Junho mendengus. "Oke, katakan saja padaku kalau kalian berciuman tanpa ada status pasti. Tentu saja itu karena kontrak kita di bawah Jinyoung yang mengharuskan kita untuk tidak berpacaran sampai umur 30 tahun. Ouh, sepertinya kalian harus sabar menunggu sampai delapan tahun lagi." Junho hendak kembali menutup pintunya, namun tangan Chansung juga masih setia menahan pintu tersebut.
"Tunggu Junho. Kau mau bilang kalau aku dan Yubin saling menyukai tapi tidak bisa berpacaran karena kontrak yang mengikat kami, begitu?" Chansung memperjelas maksud dari sindiran Junho barusan.
"Yah, hanya kalian berdua yang tahu tentang itu. Oh tidak, sepertinya tambah satu karena aku juga mengetahuinya." Junho lalu mencubit pinggang Chansung agar tangannya tak lagi menahan pintu kamarnya. "Selamat malam."
Braak!
Tapi lagi-lagi Junho gagal menutup pintunya karena Chansung masih gigih untuk kembali mendorong pintu yang nyaris memukul wajahnya setengah detik tadi.
"Aissh! Chansung!"
"Junho!"
Keduanya berteriak protes nyaris bersamaan. Junho kesal karena ia ingin sekali berbaring di kasurnya, menyendiri, tanpa melihat wajah Chansung yang selalu mengingatkannya tentang kejadian ciuman kemarin malam, yang membuat dadanya sesak menyakitkan sampai kesehatannya juga mulai menurun sejak tadi pagi, karena tak nafsu makan.
Sementara Chansung mulai gregetan sendiri karena Junho mendadak marah dengannya tanpa membiarkan ia menjelaskannya lebih lanjut. Ia sungguh tak menyukai kalau perselisihan yang timbul di antara mereka terjadi begitu lama. Apalagi ini hanya karena masalah wanita? Oh ayolah, hubungan di antara mereka itu bahkan lebih penting dari hubungannya dengan wanita manapun, menurut Chansung. Meski status mereka saat ini tak lebih dari teman semember, sahabat sejak delapan tahun yang lalu, bahkan sebelum 2pm didirikan.
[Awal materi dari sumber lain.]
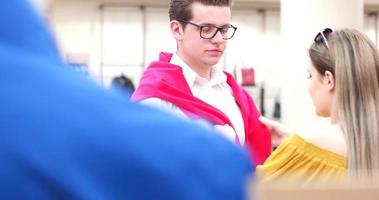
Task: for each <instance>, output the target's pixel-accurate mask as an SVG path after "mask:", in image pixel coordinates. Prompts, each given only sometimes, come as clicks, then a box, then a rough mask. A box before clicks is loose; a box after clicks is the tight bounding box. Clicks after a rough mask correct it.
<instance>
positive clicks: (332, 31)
mask: <svg viewBox="0 0 379 200" xmlns="http://www.w3.org/2000/svg"><path fill="white" fill-rule="evenodd" d="M332 32H333V30H332V29H330V28H326V29H324V30H323V31H321V32H318V33H317V35H316V37H315V39H314V41H315V42H316V43H320V42H322V43H323V44H325V46H326V48H327V49H329V44H328V40H327V37H328V36H329V34H330V33H332Z"/></svg>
"Aku sama sekali tidak menyukai Yubin, sungguh Junho. Begitu pun sebaliknya. Itu hanya sebuah ciuman singkat, tak lebih dari lima detik. Dan Yubin sedang mabuk, aku lelah dan juga sedikit linglung saat itu. Percayalah, tidak ada niatan lain, Junho-yah." Chansung menatap langsung mata Junho dengan wajah yang memelas tapi tetap berusaha tampak meyakinkan. Ia sungguh ingin menunjukkan kalau ia sama sekali tak bohong tentang hal ini.
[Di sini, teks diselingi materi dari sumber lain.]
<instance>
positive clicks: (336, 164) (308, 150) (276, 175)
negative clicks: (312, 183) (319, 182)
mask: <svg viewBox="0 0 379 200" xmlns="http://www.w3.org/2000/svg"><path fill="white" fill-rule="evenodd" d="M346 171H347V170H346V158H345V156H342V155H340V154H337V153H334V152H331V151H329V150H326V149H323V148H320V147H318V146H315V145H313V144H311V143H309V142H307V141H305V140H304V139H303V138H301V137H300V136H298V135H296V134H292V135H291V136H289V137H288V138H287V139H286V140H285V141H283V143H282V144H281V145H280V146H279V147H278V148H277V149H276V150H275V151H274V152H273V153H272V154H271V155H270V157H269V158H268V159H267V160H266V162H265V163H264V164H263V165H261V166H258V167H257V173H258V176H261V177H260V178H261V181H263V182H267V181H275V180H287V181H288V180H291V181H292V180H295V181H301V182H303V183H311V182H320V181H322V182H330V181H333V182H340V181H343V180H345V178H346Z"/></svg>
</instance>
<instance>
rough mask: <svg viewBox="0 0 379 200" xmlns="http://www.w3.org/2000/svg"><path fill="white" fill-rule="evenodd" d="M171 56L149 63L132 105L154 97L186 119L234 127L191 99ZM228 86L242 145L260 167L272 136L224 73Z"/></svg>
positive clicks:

Hening beberapa detik kemudian, pecah dengan helaan nafas Junho. "Jeongmal?" kali ini ia berbicara dengan suara pelan tanpa ada nada kemarahan lagi. Ia tak bisa menyangkal kalau tatapan Chansung seperti ini selalu membuat ia luluh juga.
Chansung mengangguk cepat. "Percayalah. Aku sama sekali tidak bohong tentang hal ini."
"Oke-oke. Arraso."
Akhirnya Chansung bisa menghela nafas lega. Junho tak marah lagi padanya, iya kan?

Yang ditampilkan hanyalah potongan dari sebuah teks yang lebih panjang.